Riot Platforms Rallies as AI Hosting Debuts: $33.2M Data Center Revenue, AMD Scales to 50MW
Riot Platforms logs $167.2M Q1 revenue as AI hosting delivers $33.2M and AMD doubles capacity to 50MW. Mining drops to $111.9M; stock up 9%; 15,679 BTC held, $282.5M cash.

Because Bitcoin
May 1, 2026
Riot Platforms just turned its power portfolio into a second profit engine. The Bitcoin miner’s first quarter as an AI infrastructure host generated $33.2 million in data center revenue, helping lift total Q1 2026 revenue to $167.2 million (up from $161.4 million year-over-year). Shares responded, trading near $18.74—up almost 9% on the day and more than 49% over the past month.

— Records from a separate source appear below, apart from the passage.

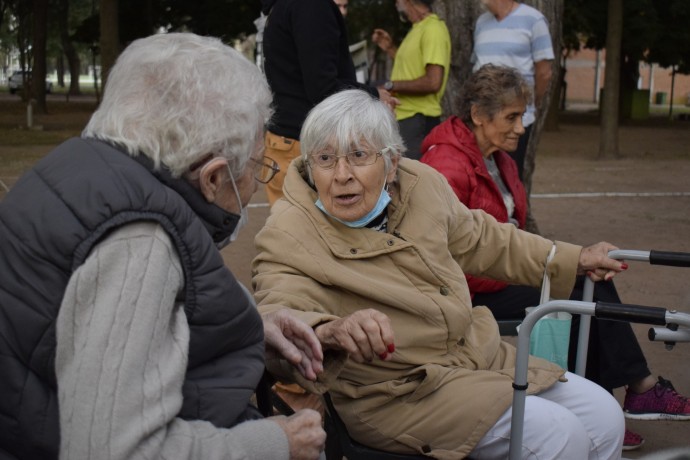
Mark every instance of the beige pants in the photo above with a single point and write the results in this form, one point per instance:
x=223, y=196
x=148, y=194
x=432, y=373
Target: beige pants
x=283, y=150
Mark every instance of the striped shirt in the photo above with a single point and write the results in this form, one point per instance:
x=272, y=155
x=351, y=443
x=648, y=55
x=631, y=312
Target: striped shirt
x=519, y=40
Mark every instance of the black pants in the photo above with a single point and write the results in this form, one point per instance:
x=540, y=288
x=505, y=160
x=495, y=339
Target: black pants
x=413, y=131
x=614, y=357
x=521, y=151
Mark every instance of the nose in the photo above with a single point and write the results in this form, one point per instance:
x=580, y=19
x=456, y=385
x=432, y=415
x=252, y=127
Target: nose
x=343, y=170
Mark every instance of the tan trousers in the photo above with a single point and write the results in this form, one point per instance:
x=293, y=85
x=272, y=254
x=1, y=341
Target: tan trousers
x=283, y=150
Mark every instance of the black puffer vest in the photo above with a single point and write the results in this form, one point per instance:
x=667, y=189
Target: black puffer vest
x=49, y=222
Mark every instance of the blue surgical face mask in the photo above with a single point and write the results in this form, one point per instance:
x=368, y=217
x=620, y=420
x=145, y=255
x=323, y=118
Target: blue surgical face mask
x=384, y=199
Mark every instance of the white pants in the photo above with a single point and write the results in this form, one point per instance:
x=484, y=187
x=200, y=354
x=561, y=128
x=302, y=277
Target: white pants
x=576, y=420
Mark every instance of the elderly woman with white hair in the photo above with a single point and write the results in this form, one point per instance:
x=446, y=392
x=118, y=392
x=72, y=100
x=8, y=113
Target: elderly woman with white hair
x=371, y=250
x=123, y=333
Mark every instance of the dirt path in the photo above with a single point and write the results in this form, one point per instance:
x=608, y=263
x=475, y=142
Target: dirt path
x=641, y=201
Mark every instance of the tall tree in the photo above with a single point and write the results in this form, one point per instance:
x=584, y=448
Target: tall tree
x=608, y=140
x=68, y=49
x=110, y=36
x=38, y=49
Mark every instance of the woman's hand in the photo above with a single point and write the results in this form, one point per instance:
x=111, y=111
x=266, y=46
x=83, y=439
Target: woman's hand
x=294, y=340
x=305, y=434
x=364, y=335
x=595, y=262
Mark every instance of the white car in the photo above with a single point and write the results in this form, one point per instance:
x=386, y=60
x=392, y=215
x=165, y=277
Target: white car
x=16, y=81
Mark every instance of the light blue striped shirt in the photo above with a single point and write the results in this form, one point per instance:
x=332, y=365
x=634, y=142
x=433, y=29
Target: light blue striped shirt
x=519, y=40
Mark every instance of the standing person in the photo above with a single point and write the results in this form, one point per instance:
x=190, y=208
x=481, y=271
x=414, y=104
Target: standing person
x=470, y=151
x=371, y=248
x=420, y=71
x=306, y=59
x=517, y=35
x=124, y=335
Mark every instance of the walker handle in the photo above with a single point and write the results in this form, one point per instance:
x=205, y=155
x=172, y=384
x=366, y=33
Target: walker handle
x=672, y=259
x=630, y=313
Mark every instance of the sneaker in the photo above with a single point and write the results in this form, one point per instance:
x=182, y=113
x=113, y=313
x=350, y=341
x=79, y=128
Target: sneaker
x=632, y=440
x=661, y=402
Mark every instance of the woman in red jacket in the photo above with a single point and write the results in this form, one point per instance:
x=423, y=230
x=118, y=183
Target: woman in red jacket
x=470, y=151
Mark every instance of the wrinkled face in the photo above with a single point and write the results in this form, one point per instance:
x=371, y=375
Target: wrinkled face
x=342, y=6
x=349, y=192
x=502, y=132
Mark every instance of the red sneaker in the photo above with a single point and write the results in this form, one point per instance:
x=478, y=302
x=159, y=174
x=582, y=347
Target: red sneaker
x=661, y=402
x=632, y=440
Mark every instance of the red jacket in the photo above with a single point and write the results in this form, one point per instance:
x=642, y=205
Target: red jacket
x=451, y=149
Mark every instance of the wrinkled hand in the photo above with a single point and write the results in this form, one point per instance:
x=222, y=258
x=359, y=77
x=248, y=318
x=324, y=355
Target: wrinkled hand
x=388, y=99
x=364, y=334
x=304, y=432
x=382, y=39
x=595, y=262
x=294, y=340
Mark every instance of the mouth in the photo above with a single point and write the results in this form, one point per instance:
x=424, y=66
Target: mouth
x=346, y=199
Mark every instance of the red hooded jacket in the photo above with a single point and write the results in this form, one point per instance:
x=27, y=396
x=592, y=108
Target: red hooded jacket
x=451, y=149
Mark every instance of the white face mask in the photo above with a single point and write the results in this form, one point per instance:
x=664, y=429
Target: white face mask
x=244, y=217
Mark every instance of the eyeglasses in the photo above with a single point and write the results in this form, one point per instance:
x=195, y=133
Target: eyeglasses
x=265, y=170
x=327, y=160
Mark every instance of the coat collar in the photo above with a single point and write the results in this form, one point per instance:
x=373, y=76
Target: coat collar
x=343, y=241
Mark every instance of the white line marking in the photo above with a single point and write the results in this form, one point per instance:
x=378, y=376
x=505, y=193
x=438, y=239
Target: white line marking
x=608, y=194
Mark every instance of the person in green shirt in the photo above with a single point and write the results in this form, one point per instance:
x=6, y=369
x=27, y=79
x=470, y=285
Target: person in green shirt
x=420, y=71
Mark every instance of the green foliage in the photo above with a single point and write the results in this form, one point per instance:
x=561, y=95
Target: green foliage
x=654, y=30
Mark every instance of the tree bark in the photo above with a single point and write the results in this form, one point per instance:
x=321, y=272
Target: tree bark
x=68, y=50
x=40, y=40
x=608, y=140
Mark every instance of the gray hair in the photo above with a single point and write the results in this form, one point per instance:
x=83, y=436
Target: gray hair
x=349, y=119
x=490, y=89
x=178, y=97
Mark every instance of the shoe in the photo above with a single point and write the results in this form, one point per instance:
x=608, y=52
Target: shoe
x=661, y=402
x=632, y=440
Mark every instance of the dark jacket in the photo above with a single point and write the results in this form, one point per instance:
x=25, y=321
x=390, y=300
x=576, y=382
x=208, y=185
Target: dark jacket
x=451, y=149
x=49, y=222
x=307, y=59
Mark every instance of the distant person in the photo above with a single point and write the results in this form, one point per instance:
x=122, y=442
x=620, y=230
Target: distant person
x=420, y=71
x=517, y=35
x=470, y=151
x=306, y=59
x=124, y=335
x=370, y=248
x=342, y=6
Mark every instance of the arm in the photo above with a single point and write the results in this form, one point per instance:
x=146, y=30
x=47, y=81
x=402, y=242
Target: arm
x=122, y=342
x=542, y=79
x=428, y=83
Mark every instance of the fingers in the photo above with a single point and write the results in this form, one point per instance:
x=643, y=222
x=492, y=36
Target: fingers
x=295, y=341
x=595, y=262
x=365, y=335
x=305, y=434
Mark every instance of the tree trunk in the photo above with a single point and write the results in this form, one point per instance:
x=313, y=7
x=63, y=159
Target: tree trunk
x=608, y=140
x=460, y=16
x=68, y=48
x=110, y=37
x=40, y=40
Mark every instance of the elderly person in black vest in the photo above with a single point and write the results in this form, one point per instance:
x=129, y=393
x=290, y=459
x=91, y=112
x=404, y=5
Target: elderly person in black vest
x=123, y=335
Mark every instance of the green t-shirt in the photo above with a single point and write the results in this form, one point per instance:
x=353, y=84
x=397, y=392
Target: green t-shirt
x=428, y=42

Here’s the pivot in one line: convert secured megawatts into contracted cash flows. AMD, already a tenant, exercised its option to expand by 25 megawatts during the quarter, doubling its footprint to 50MW. Management framed this as a clear turn in the company’s trajectory—moving from plans to execution—and emphasized that Riot has the power, in-house build capability, and balance sheet to scale with high-quality customers.
The new business didn’t arrive a moment too soon. Mining headwinds showed up as expected: Bitcoin mining revenue fell to $111.9 million from $142.9 million a year earlier, pressured by lower average BTC prices and a higher global network hash rate. Riot produced 1,473 BTC versus 1,530 in Q1 2025, while average cash mining costs (excluding depreciation) edged up to $44,629 per coin from $43,808. Engineering revenue, which includes infrastructure services, climbed to $22.2 million from $13.9 million—a useful bridge between legacy mining ops and the growing data center segment.
Liquidity and optionality remain intact. Riot sold more than $250 million worth of Bitcoin during the quarter, maintained 15,679 BTC on the balance sheet—valued around $1.1 billion at a quarter-end price of $68,222—with 5,802 BTC posted as collateral. Cash stood at $282.5 million, of which $76.9 million is restricted. That mix suggests a pragmatic approach: monetize a portion of the treasury to fund capex and working capital while keeping meaningful upside exposure.
The strategic question is whether AI hosting can systematically smooth out mining cyclicality without capping upside. Hosting revenue is steadier and bankable when supported by multi-year contracts and strong tenants, especially when backed by secured, low-cost power. The AMD expansion is useful signal value: it indicates Riot is meeting enterprise standards on construction timelines, uptime, and power delivery—areas where many miners have struggled when shifting from self-mining to colocation at scale.
Still, investors should be mindful of the trade-offs. Hosting margins typically sit below peak mining windfalls in bull markets, but they may hold up better through difficulty spikes and price drawdowns. Concentration risk can creep in early; a 50MW anchor is great for absorption, yet it raises the bar on service-level execution and counterparty diligence. On the mining side, unit economics remain tight with costs hovering in the mid-$40Ks; any sustained compression in BTC price or further hash rate expansion can stress cash generation, which makes disciplined treasury management—like selective BTC sales and collateral optimization—more important.
What I’m watching next: - Pace of data center build-outs versus contracted megawatts and time-to-revenue ramp. - Pricing power for AI hosting as supply tightens and larger tenants seek institutional operators. - Mix shift between mining, engineering, and hosting—and the impact on blended margins. - Balance sheet flexibility as Riot deploys capital into power and facilities while guarding against over-reliance on any single tenant.
Riot’s hybrid model is starting to look like a power-to-workload flywheel: secure cheap electricity, stand up resilient infrastructure, and allocate that capacity to the highest-return use case—self-mining when spreads are wide, hosting when off-take demand pays for stability. If execution holds and tenant quality stays high, this framework can compound through cycles even as mining difficulty trends higher.